In my notes it states that the wave eqn uses the form T = Acos(m) + Bsin(m) and not T = Ae^(m) + Be^(-m). Is the above question a combination of both?
• May 23rd 2011, 07:33 PM
TheEmptySet
Quote:

Originally Posted by Miika89

In my notes it states that the wave eqn uses the form T = Acos(m) + Bsin(m) and not T = Ae^(m) + Be^(-m). Is the above question a combination of both?

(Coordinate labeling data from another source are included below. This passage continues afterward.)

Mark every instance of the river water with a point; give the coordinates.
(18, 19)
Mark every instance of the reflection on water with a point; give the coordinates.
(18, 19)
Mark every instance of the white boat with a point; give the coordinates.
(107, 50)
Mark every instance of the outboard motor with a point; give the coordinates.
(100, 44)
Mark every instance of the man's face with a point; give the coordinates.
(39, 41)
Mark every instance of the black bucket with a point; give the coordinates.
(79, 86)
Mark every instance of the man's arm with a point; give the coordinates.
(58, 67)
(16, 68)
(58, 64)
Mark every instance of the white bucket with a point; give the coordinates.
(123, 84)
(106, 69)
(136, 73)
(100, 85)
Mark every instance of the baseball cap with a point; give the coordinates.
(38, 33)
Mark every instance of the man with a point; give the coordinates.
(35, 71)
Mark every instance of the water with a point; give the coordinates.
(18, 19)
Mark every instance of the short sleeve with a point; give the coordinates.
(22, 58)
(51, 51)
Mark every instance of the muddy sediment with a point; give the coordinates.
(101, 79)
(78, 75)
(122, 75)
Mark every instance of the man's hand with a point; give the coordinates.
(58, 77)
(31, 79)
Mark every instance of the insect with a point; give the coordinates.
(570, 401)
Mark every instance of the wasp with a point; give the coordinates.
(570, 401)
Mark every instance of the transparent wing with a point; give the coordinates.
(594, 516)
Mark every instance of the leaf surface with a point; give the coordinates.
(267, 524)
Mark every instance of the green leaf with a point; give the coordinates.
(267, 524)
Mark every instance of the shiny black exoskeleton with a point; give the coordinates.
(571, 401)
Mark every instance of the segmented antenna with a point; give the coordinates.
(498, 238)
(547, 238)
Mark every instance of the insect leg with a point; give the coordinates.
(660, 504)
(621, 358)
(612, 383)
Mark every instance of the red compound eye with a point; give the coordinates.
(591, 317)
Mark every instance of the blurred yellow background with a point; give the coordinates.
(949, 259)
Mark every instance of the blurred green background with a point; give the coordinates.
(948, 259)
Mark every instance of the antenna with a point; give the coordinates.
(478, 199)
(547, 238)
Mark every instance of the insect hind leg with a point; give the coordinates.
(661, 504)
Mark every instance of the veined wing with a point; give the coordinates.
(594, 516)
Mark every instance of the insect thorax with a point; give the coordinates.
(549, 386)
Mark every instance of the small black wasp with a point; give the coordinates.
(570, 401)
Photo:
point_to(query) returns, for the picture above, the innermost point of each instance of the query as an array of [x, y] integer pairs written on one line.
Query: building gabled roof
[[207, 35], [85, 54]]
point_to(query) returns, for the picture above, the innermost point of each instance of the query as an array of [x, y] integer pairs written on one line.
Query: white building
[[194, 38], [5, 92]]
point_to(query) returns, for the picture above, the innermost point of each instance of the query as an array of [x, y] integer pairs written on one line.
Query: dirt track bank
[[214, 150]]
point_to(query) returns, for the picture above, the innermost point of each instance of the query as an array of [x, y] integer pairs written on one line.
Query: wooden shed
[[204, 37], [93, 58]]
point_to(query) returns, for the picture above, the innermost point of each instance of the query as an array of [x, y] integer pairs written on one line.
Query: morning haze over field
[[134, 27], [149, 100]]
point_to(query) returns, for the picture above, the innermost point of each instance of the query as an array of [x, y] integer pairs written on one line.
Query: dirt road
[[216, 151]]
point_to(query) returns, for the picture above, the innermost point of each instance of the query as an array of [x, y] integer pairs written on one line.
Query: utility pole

Your notation is hard to read. You have not written your independent variables. When you say the wave equation do you mean with no damping term?
The addition of other terms and derivatives will change the form of the solution.
• May 23rd 2011, 11:06 PM
Miika89
Yes, with no damping term. You answered my question with your final sentence thank you.